Peki, Filozof Olmayanlar İçin Felsefeye Giriş neden var? En başta, felsefenin ne olup ne olmadığını anlamanın ancak yan yollara sapıldığında mümkün olabileceğini anlatmak için. İkincisi, Althusser'in “geviş getirmek” dediği sonu gelmez yeniden okumaların ve ebedî yorumlamanın felsefenin özü olduğunu belirtmek için var: “Filozof için sanki bütün felsefeler çağdaştır. Birbirleriyle yankılarla yanıtlaşırlar çünkü aslında hep aynı sorulara yanıt ararlar ki zaten felsefe de bunlardan oluşur.”
Bunun yanında, felsefenin kapalı devre üretimini de pas geçmez düşünür. Üstelik filozofların böyle kapalı bir dünyada kalmasının asla yadırganmaması gerektiğini de ekler. Çünkü söz konusu kapalılık, filozofların uğraştığı meselelerin derinine inmesini sağlar.
Ancak Althusser, bunun idealist yaklaşım olduğunu vurgulayıp felsefedeki diğer bir kara deliğe ani bir geçiş yapar: İndirgemecilik. Althusser'e göre başka bir felsefe mümkün ve bu da kendi içselliğine kapanmama biçiminde özetlenebilir: Teoriden pratiğe geçiş ya da bir anlamda dışa açılma... Felsefeyi bilgilerin üstünde yüceltmeden uygulamayla, bilgiyle ve toplumsal mücadeleyle ilişkiye sokma da denebilir buna.

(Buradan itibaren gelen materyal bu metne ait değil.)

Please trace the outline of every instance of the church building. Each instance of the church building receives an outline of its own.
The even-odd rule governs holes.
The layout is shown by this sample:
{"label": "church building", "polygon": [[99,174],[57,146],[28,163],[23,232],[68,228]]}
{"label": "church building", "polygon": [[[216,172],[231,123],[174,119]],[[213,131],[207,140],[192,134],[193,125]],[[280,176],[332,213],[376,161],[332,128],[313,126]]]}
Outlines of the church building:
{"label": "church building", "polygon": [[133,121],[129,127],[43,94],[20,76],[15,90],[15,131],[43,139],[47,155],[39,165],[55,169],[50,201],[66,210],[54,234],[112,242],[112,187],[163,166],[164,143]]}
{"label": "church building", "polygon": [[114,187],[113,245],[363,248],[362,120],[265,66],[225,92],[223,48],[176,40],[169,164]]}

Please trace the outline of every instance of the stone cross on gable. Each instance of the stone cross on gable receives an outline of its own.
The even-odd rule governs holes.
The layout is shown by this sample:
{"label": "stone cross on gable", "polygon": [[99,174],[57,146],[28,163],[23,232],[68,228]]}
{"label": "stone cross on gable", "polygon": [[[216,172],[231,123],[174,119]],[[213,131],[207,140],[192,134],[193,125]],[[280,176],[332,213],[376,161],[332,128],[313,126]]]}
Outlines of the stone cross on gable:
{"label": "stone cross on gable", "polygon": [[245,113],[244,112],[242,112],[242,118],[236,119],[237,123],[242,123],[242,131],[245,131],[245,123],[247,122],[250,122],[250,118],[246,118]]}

Kısacası idealist felsefeye karşı materyalist felsefe. Althusser, bu ikisi arasındaki gerilimin çok ince ama önemli sonuçlar doğurduğunu, felsefe tarihinin bu gerilimden türeyen çatışmalarla dolup taştığını hatırlatır.

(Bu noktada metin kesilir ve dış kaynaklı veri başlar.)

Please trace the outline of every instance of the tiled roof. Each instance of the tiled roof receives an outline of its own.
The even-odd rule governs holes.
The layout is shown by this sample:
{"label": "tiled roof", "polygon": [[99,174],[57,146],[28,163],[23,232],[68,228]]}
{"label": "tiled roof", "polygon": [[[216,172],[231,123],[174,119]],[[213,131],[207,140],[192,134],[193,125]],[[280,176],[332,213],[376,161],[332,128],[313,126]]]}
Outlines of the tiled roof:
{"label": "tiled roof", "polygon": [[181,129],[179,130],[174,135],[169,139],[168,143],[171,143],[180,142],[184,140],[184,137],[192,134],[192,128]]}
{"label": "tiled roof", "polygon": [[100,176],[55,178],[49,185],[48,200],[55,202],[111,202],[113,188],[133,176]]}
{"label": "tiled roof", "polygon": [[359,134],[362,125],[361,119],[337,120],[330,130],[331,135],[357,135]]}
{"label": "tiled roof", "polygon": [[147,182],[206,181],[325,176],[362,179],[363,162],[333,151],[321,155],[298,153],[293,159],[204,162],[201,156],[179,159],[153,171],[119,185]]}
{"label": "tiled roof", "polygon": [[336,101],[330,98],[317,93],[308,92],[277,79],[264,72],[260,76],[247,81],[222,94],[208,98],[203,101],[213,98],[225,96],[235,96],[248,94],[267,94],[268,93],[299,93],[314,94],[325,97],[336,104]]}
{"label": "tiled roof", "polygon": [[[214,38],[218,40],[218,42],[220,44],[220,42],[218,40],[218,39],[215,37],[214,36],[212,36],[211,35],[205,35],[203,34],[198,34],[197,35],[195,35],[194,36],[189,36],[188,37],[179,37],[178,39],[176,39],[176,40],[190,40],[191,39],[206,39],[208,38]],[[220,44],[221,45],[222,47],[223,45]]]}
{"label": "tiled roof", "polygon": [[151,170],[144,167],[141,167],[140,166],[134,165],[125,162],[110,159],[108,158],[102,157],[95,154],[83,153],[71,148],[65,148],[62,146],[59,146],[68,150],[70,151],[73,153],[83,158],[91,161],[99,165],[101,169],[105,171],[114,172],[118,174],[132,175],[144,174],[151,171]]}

Althusser, genelleme yapmaktan kaçınır ama felsefenin iki hasım; idealizm ve materyalizm etrafında şekillendiğini ve bunların kavgasının, çoğu görüşü temellendirirken kullanıldığını belirtir. Bu açıdan değerlendirildiğinde kitap, Althusser'in kaleme aldığı bir felsefe tarihi izlenimi uyandırıyor. Felsefe tarihi ise felsefenin kendisini tanımak uğruna, Althusser'in dediği gibi “büyük dolambacın etrafından dolanmasıdır” esasında. Yani bir tür kendine yaklaşıp kendinden uzaklaşma hâli: Felsefe olanla ilişkiye girme ve beri yandan da ondan ayrılma... Althusser bu noktalardan itibaren felsefe yapmaya başlıyor ve kavramları heybesinden çıkarıyor: Soyutlama, pratik, teori, siyaset, devlet, ideoloji, sanat vb. Tüm bunları getirip önümüze koyarken felsefe tarihinde çok uzun bir süre hâkimiyet kuran idealist damarı eleştirip materyalist felsefenin yapı taşlarını anlatmaya başlıyor. Sonunda laf, dönüp dolaşıp Althusser'in kimlik kartı sayılan “Devletin İdeolojik Aygıtları”na demirliyor.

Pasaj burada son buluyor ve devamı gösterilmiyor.